En el año 2004, publicó sus memorias donde confesaba que el único hombre que realmente la hizo feliz fue su tercer marido, un piloto comercial fundador de una empresa de hidroaviones, por el que Maureen llegó a abandonar su profesión, para dedicarse completamente a él. También contó lo aturdida y perdida que se sintió cuando éste falleció en el año 1978, cuando tan sólo llevaban diez años juntos, de un accidente de avión, y lo mucho que le costó superar esta pérdida. En la biografía mencionó varias veces a su amigo Jhon Wayne como una de las mejores personas que había conocido jamás: “Wayne fue realmente un verdadero hombre…denme un hombre como él”, o “He tenido el privilegio de conocer a tres grandes hombres en mi vida: A mi padre, a John Wayne y a Charles Blair”, este fue su último marido.

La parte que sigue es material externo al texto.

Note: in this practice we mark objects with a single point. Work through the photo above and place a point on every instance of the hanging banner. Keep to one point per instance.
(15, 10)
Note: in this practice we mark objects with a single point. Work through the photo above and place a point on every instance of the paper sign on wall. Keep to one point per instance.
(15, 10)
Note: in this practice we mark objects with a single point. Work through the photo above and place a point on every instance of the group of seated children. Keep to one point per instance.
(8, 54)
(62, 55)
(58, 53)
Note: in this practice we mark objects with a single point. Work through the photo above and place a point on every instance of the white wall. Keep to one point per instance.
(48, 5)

Hoy en día , a sus 91 años, echa la vista a atrás y se emociona por todo aquello que vivió, por toda aquella gente que conoció y que perdió en el camino de la vida,y se le empañan los ojos al recordarlo. Actualmente tantos años después de que Maureen maravillara con su estupendo físico a miles de personas, tantos años después de compartir aventuras trepidantes con el público, mucha gente se sigue acordando de ella como la actriz que mas se mereció el título de reina del tecnicolor.



5 comentarios

  1. De nuevo mi daltonismo me ha impedido apreciar su pelirroja cabellera. Hay na anécdota sobre ello: en una escena de “El hombre tránquilo” Maureen tenía que decir su diálogo en un día con fuerte viento, el pelo se le metía en la boca y le azotaba el rostro impidiéndole actuar. John Ford no dejaba de gritarle y ordenar repetir la toma una y otra vez hasta que Maureen gritó: “¡Es por el pelo, ¿pero qué sabrá de esto un hijoputa calvo como tú!” Se hizo un pesado silencio en el set hasta que Ford estalló en carcajadas. Una mujer de caracter dentro y fuera de la pantalla. Besos. Borgo.

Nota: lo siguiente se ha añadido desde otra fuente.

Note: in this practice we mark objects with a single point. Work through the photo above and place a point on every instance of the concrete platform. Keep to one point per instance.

    23 noviembre, 2011 en 14:09

    • Hola Borgo! Si que me sabe mal…ahora que lo pienso….entonces tampoco podrias apreciar la mia pues mi pelo es cobrizo de naturaleza. Si, tengo entendido por lo que he leído sobre ella que su carácter amedentraba a cualquiera, fijate que hasta el mismisimo Ford se lo tuvo que tomar a risa, aunque creo que eran grandes amigos y eso también cuenta,yo por lo menos tengo amigos algo bestias que a veces te sorprenden con costestaciones un poco ariscas, pero en el fondo sabes que son más buena gente que otros con más… ¿hipocresía? Besos y gracias por pasarte por aquí.

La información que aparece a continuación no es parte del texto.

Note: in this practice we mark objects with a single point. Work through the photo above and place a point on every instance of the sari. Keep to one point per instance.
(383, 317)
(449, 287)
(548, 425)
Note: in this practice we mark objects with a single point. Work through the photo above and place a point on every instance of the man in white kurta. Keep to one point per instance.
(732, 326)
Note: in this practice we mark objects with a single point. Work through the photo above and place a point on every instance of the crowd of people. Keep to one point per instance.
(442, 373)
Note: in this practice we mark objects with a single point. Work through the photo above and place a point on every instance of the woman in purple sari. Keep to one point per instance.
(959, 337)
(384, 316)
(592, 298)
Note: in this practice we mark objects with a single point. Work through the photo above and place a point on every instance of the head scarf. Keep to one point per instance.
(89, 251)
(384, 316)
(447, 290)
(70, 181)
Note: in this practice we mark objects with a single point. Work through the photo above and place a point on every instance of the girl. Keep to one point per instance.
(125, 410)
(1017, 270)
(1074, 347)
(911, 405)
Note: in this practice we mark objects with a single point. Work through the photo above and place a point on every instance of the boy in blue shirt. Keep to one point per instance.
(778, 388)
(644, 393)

      23 noviembre, 2011 en 17:03

  2. Alberto Jhovan Martinez

    Que bonita biografia de una mujer tan hermosa!!!!!!! Gracias

    29 noviembre, 2011 en 03:31

    • Como siempre: gracias a usted por su visita. Me agrada verlo por aquí. Besos

      29 noviembre, 2011 en 08:20

  3. Hola Maravi! vaya pelírroja, qué guapa era también eh? yo la recuerdo excasamente en la película de Simbad el Marino, pero ahora que veo algunas escenas, me quieren sonar de haberlas visto, aunque no lo recuerdo exactamente. Es cierto que mantuvo un filing especial con John Wayne, y es que en cada imagen que aparecen juntos, hasta se quiere hacer notar jeje. Hacían una magnífica pareja y estaban muy compenetrados, segun dicen…Una gran actriz que supo estar a la altura siempre. Jo, para una que encuentra un amor duradero, qué mala suerte tuvo en perderlo tan pronto.
    Como siempre, un placer leer estas “maravillas” (y nunca mejor dicho jaja 🙂 )
    Un abrazo grande y muchos besitos de oro siempre para tí cielito! muak!!!